Читать книгу Heldensagen en Legenden van de Serviërs - Woislav M. Petrovitch - Страница 4

Inleiding

Оглавление

Inhoudsopgave

Meer dan eens heb ik het betreurd, dat ik niet bij machte was in de volgende bladzijden van de bezielende balladen onzer nationale barden een metrische overzetting te leveren. Nooit heb ik zoo diep als bij deze vertaling beseft, hoezeer mijn leeraren in letterkunde dwaalden—al moge er dan ook voor enkele gevallen en onder bepaalde omstandigheden eenige waarheid in hun stelling liggen—wanneer zij beweerden, dat schoone gedachten beter uitgedrukt worden in proza dan in dichtvorm, waarbij men door de regelen van prosodie en metrum al te zeer belemmerd wordt. Het is ongetwijfeld waar, dat goed proza meer waarde heeft dan middelmatige poëzie, maar geldt dit ook als de auteur een groot dichter is?

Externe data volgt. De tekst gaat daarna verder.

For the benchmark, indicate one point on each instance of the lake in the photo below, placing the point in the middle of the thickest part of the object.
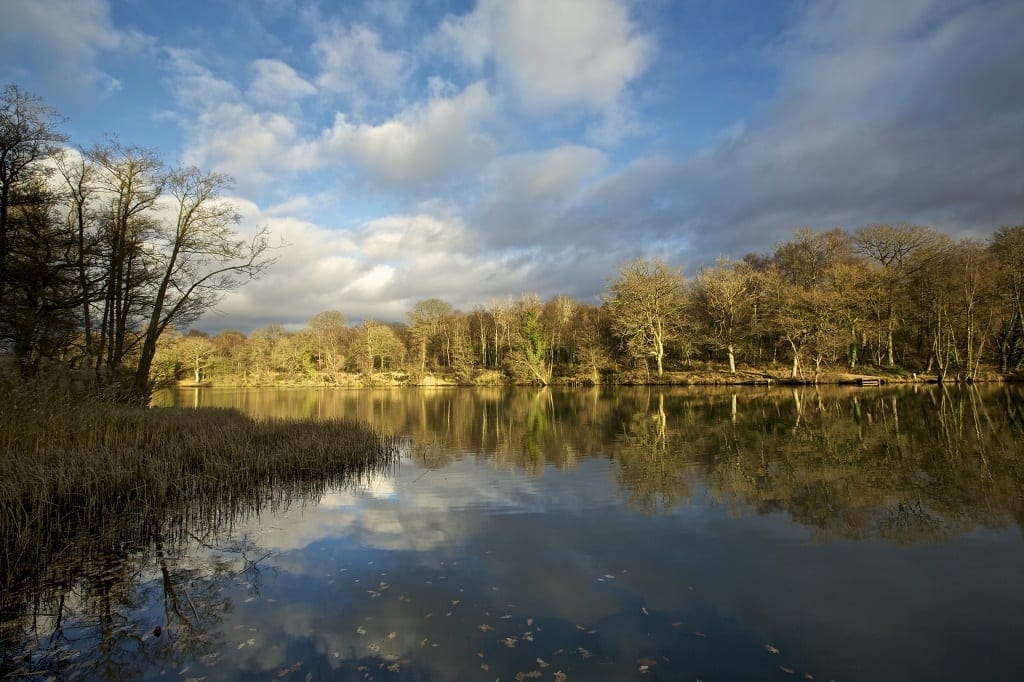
(604, 534)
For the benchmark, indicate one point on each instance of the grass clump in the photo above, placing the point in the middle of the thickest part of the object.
(75, 468)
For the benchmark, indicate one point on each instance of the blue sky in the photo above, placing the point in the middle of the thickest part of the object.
(480, 148)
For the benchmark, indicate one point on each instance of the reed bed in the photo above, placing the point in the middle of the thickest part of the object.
(78, 472)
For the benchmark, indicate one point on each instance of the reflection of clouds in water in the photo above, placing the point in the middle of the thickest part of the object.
(411, 509)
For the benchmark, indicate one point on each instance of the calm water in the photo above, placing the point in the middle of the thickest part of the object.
(586, 535)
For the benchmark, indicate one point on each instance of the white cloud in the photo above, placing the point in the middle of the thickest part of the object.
(353, 61)
(60, 39)
(423, 144)
(554, 54)
(275, 83)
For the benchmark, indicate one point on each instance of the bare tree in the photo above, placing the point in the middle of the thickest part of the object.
(724, 300)
(646, 305)
(199, 256)
(28, 134)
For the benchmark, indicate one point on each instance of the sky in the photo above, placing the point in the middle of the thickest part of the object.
(476, 150)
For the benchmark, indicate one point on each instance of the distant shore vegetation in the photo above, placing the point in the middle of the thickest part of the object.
(893, 302)
(105, 252)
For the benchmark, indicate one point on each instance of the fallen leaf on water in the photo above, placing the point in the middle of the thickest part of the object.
(285, 672)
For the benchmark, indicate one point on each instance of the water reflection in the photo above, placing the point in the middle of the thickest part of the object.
(903, 465)
(598, 531)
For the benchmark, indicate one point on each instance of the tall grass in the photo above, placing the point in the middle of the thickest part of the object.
(78, 472)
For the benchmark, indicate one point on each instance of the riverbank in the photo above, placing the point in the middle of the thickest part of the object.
(694, 377)
(70, 463)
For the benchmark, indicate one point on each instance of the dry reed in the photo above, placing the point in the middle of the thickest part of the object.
(76, 468)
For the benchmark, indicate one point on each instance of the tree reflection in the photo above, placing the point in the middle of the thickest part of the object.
(904, 464)
(127, 595)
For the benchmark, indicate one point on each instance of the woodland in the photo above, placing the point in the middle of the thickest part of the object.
(108, 255)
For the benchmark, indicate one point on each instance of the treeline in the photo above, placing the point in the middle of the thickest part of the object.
(883, 298)
(102, 250)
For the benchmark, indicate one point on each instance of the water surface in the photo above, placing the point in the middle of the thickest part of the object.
(583, 535)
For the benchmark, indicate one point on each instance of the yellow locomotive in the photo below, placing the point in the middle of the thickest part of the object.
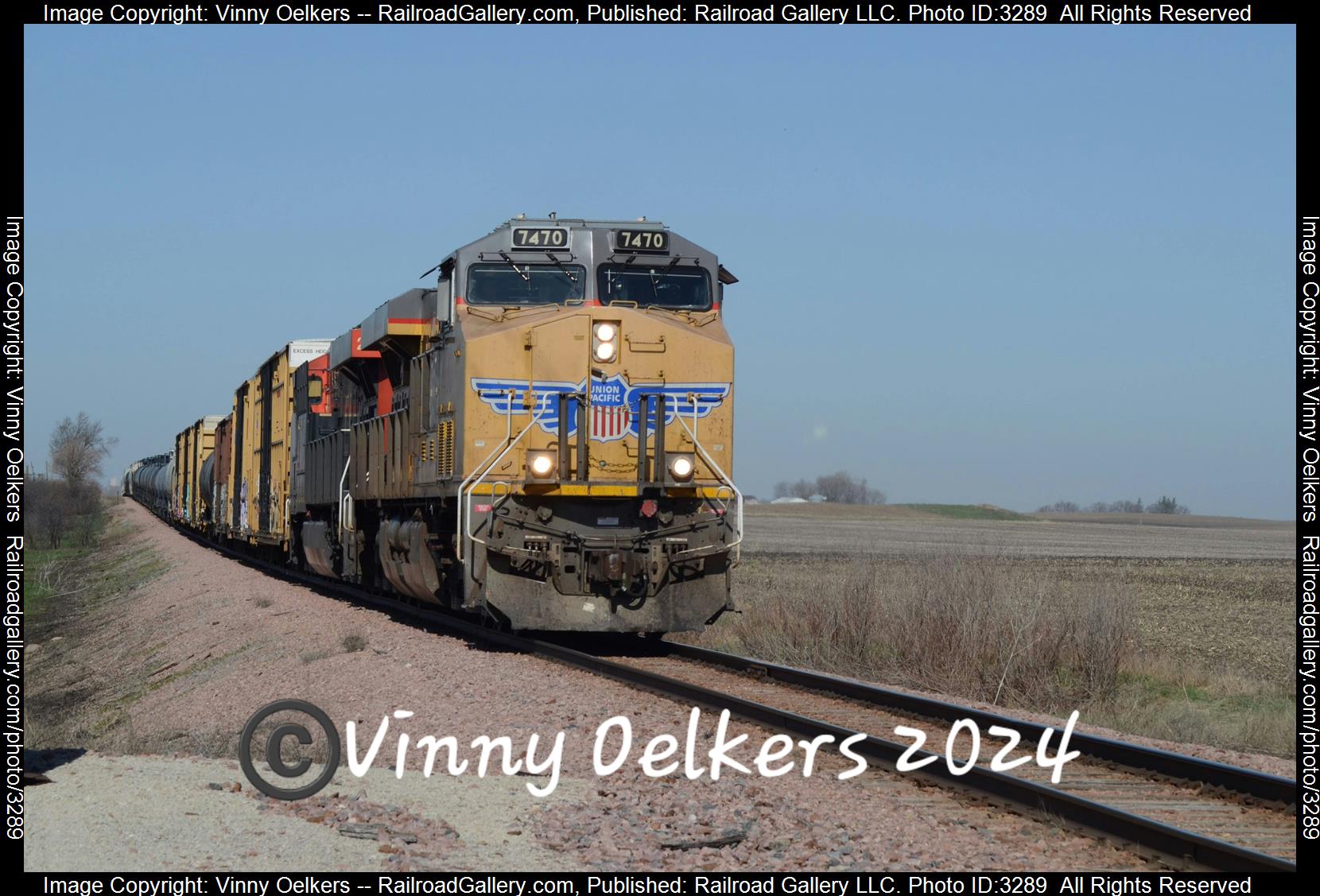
(544, 437)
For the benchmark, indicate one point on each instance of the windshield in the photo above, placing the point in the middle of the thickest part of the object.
(514, 283)
(654, 284)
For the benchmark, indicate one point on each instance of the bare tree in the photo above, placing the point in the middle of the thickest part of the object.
(837, 488)
(842, 488)
(46, 511)
(1167, 506)
(77, 449)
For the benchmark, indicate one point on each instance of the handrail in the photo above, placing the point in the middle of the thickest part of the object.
(464, 502)
(508, 434)
(724, 478)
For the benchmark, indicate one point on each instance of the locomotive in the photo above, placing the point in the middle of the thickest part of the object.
(543, 438)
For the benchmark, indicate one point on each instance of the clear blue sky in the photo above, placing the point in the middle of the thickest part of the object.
(998, 266)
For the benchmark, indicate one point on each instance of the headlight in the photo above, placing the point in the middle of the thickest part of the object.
(605, 341)
(681, 467)
(540, 464)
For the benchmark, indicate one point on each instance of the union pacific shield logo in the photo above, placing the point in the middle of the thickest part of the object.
(615, 404)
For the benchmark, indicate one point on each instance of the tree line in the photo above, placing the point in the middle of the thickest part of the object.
(1163, 506)
(837, 487)
(66, 504)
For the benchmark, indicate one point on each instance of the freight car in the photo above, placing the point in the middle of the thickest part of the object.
(543, 438)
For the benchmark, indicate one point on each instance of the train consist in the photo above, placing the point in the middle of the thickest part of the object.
(544, 438)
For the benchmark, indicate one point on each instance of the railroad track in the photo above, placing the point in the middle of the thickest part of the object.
(1184, 810)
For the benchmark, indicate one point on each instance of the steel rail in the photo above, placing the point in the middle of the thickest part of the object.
(1262, 785)
(1104, 820)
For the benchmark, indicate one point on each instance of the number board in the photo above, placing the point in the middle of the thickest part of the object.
(640, 240)
(540, 238)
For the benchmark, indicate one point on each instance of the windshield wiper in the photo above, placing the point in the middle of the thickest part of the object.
(664, 273)
(526, 276)
(561, 267)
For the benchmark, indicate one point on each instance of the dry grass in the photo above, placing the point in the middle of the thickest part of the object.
(960, 624)
(1192, 651)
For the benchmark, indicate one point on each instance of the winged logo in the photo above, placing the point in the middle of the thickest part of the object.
(615, 404)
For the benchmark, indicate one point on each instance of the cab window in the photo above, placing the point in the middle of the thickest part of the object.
(654, 284)
(524, 284)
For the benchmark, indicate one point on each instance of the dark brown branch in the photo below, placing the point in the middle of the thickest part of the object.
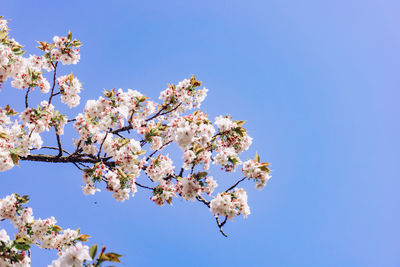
(233, 186)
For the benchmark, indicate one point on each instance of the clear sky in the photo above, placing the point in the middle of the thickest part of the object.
(318, 83)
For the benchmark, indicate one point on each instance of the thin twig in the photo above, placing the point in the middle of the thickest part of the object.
(101, 146)
(143, 186)
(60, 150)
(54, 81)
(169, 142)
(26, 97)
(233, 186)
(220, 226)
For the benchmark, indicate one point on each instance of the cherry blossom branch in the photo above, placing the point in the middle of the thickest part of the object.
(69, 159)
(220, 225)
(54, 80)
(54, 148)
(60, 150)
(26, 97)
(164, 145)
(233, 186)
(143, 186)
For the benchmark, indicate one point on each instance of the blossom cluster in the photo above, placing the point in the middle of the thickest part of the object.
(120, 137)
(230, 204)
(258, 171)
(70, 87)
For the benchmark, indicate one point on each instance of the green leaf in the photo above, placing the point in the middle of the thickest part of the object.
(93, 251)
(22, 243)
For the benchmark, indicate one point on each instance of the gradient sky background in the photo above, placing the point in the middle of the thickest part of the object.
(318, 83)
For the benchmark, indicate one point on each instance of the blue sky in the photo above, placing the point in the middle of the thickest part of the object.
(318, 83)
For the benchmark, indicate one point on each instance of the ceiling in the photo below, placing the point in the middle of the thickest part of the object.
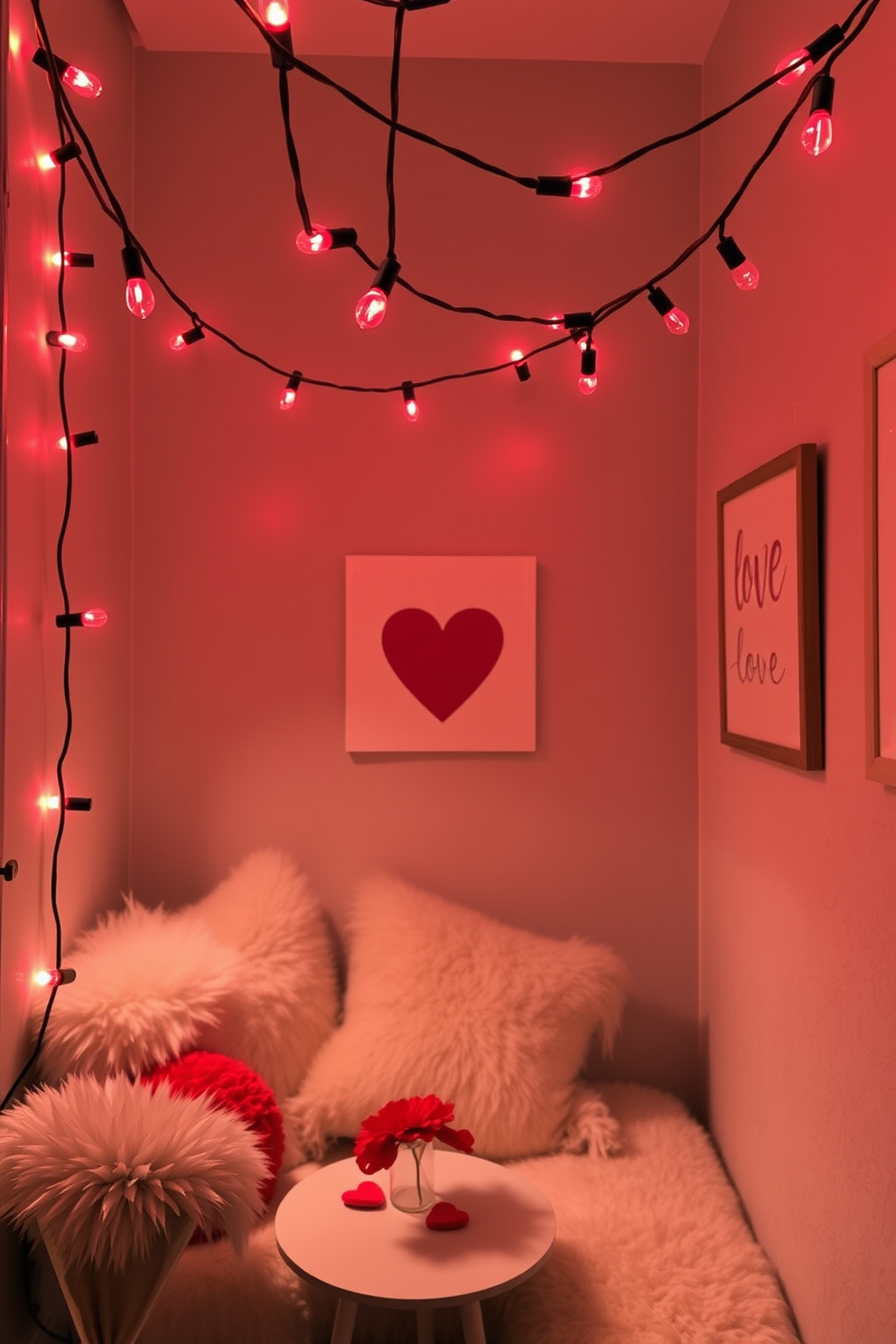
(677, 31)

Het Servische heldendicht verdient ongetwijfeld de aandacht van de Engelsche letterkundige wereld en ik waag het de hoop uit te spreken, dat de dag komt, waarop een ander Engelsch dichter dan Sir John Bowring onder de bekoring van onze balladen zal komen en evenals hij zal trachten de Engelsche lezers ook van de meesleepende rhytmische eigenschappen van het oorspronkelijke te doen genieten.

In de eerste helft van de negentiende eeuw hebben verschillende Duitsche dichters eenige van onze nationale balladen van proza in dicht overgebracht en ik kan er niet anders dan trotsch op zijn, dat zelfs Goethe daaronder behoorde. Helaas was hij gedwongen een Italiaansche vertaling te gebruiken, daar hij de Servische taal niet kende—wat wel het geval was met zijn zeer gewaardeerden landgenoot Jacob Grimm, die, nadat hij onze muzikale taal had geleerd, om kennis te kunnen nemen van de schatten, die er in geschreven zijn, als zijn meening uitsprak: “De Servische nationale poëzie verdient werkelijk de algemeene aandacht—ik geloof, dat het Servisch algemeen bestudeerd zal worden juist terwille van deze balladen.”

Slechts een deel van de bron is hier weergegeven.